Вот [Вова и Наташа] оказываются в этой сторожке, уехать они не могут, на возкале он везде висит. В черновике он очень легко приходил, билеты покупал, садился в поезд и должен был уехать.

Меня устраивала сцена, где Вову настигает Цыган, соратник Желтого, настигало зло из мира группировок. Но пересобирая историю, брать Цыгана, сажать его в ресторане — показалось менее убедительным.

Еще мне показалось [неубедительным], что Ильдар с его хваткой все это время ищет убийц, а тут просто пропадает…

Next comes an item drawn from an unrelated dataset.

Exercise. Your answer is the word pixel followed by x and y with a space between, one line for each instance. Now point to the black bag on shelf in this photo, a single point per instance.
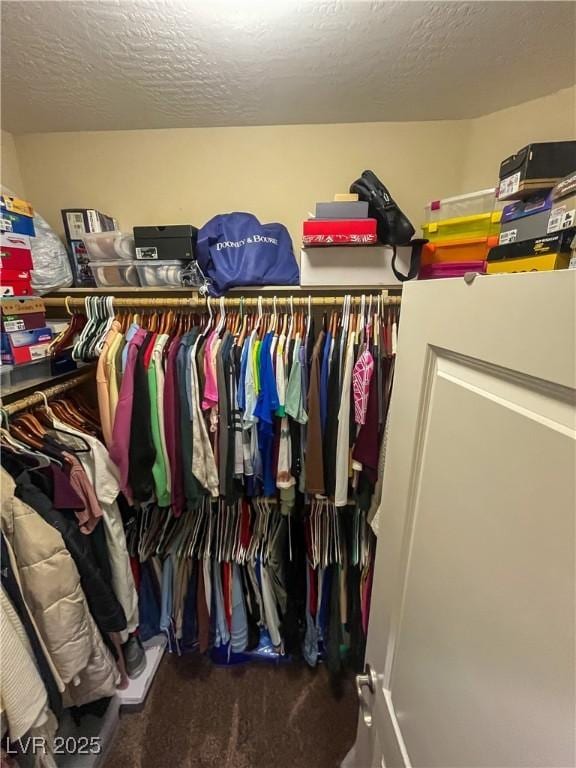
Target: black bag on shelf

Сцена с комсомольцами в бане — это оммаж „ЧП районного масштаба“. Эта сцена мне нравилась, но она все-таки происходит после того, как Марат мстит Колику. То есть нужно поставить сцену в туалете, потом баню, а потом песню Андрея на рояле. [Сцены накладываются друг на друга, они не попадают по таймингу.] Будем считать, что это бонус-сцена.

Слышал версию, что [ее вырезали], потому что многие комсомольцы сейчас у власти. (Смеется.) Ну тогда надо запрещать „ЧП районного масштаба“, мы оттуда взяли сцену приема в комсомол и [сцену в бане]».

<…>

«Мы снимали и переснимали начиная с первой серии. Там переснят разговор Искандера, где он Андрею рассказывает про новых татарских. В пятую серию досняли большой кусок в школе, как [Марат с Айгуль] по-татарски говорит, как он ей конфету приносит. Изначально они целуются и сразу наступает новый день. Монтируя, мы подумали. что нужно больше инвестировать в этот роман.

Мы постоянно находились в переписывании. Я считаю, что профессионал отличается от непрофессионала готовностью все в ноль переписать, он не относится ни к чему как к финальному».

Об успехе

«В районе третьей серии „Слово пацана“ вдруг показало цифры, которые средний сериал обычно показывает за все время. <…> А на следующей неделе увеличились в пять раз, а еще через неделю в два раза.

„Кинопоиск“ публиковал данные, что у них „Король и Шут“ посмотрело 4 млн зрителей. <…> Могу сказать, что нас столько смотрели премьеру какой‑то одной серии. Количество вовлеченных в просмотр только на Wink — это десятки миллионов человек. Рядом ничего не стояло.

Как это произошло, я не знаю. Мне казалось, что я делаю ретрокино про свое детство, в котором сорокалетним будет что‑то интересно. <…> Но вдруг когда помоложе, дети, подростки… Если бы я знал ответ, я бы знал, что следующий получится».